09 Nov Silvio Berlusconi, il Presidente più Pazzo del Mondo

Non riesco a capacitarmi di come, sentendo la telefonata di Berlusconi al Tg1 – l’ennesima, che questa volta trova come interlocutore il pettinatissimo Giorgino – il mio animo si sia incrinato, abbia sentito in qualche modo la sincera delusione del nostro ormai ex presidente del consiglio. Una delusione che nasce dalla sua sincera convinzione di aver potuto avere oggi numeri a sufficienza per evitare di rendere esplicito quello che ormai da settimane, mesi, se non addirittura anni, era chiaro agli occhi dei più, cioè che Silvio Berlusconi non fosse più adatto a rappresentare l’Italia.

A prescindere dalla retorica e dalle motivazioni di un accanimento così sadico da parte dei mercati sui nostri titoli di stato – argomento che da sè meriterebbe centinaia di post, pagine, libri – Berlusconi avrebbe dovuto dimettersi da tempo per il semplice fatto che i sentori di uno scollamento con la situazione reale in cui vertono tante famiglie italiane, sempre meno alle prese con la gestione del proprio tesoretto e sempre più indaffarate per cercare di non affondare, andavano aumentando di intensità.

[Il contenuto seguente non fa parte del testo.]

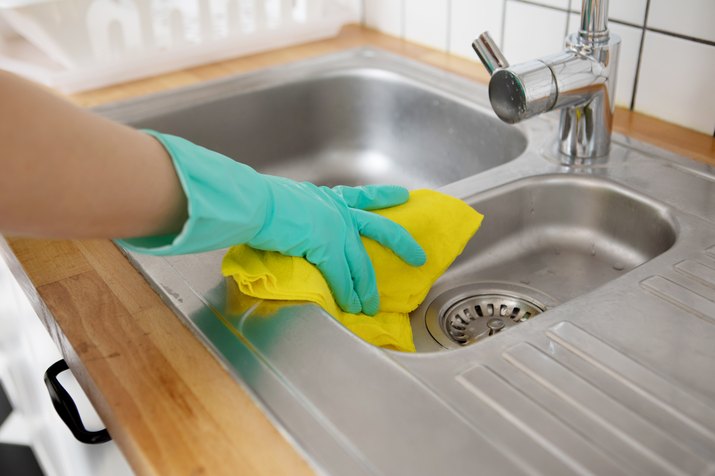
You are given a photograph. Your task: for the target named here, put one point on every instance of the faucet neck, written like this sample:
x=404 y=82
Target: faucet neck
x=594 y=21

I numeri sulla disoccupazione sono forti, quella giovanile data quasi al 28% dall’Ocse solo pochi giorni fa, il che significa almeno due cose: quasi un giovane sotto i 30 anni su 3 è disoccupato, e nonostante l’Italia sia un paese di vecchi, geriatrico e gerontocratico, c’è sempre meno gente che ha tempo anche solo per pensare di accedere a party con belle donne, lusso, aerei di stato, viaggi a Panama, igieniste dentali procaci e via discorrendo, mentre crescono quelli che probabilmente dovranno fare la carità per continuare a guardare gli altri che si inebriano al banchetto del bel paese.

La caduta di Berlusconi allora diventa quasi una conseguenza, un effetto causato in modo molto onesto, quasi meccanico, da azioni e premesse ben precise. Premesse che portano dritto a chi ha permesso che nel giro di oltre dieci anni l’Italia sia passata dalla debaclè della prima Repubblica a quella della seconda senza poter vantare – ahinoi – alcuna cresta di buon governo e buona politica capace di spezzare con un po’ di costanza un trend difficile da ereditare.

Non voglio addentrarmi però in un discorso grande, troppo per quest’ora della sera. Mi va di rimanere ad ascoltare le mie impressioni. E dopo aver ascoltato la telefonata al Tg1 ho avuto la sensazione che qualcuno avesse annunciato l’arrivo imminente e le cinture di sicurezza da allacciare per l’atterraggio. Ottimo. Ci auguro di non atterrare dove ci stava conducendo il-presidente-più-pazzo-del-mondo e di essere dirottati da qualche eroe dell’ultima ora verso una nuova e adolescente Italia.

ps. “Giovane” nell’anno del 150° ormai non lo è più neanche lei
pps. oddio, ho detto “aereo”, “dirottatore” ed “eroe”, nella stessa frase che per giunta finisce con un happy ending. Mi daranno del Black Block, Haker membro di Anonymous, Pirata e sostenitore di Wiki Leaks, quando non del comunista ebreo anche un po’ Negro e sicuramente filo-jiadista, anzi no filo-libico, ma tantè, sic transit gloria mundi.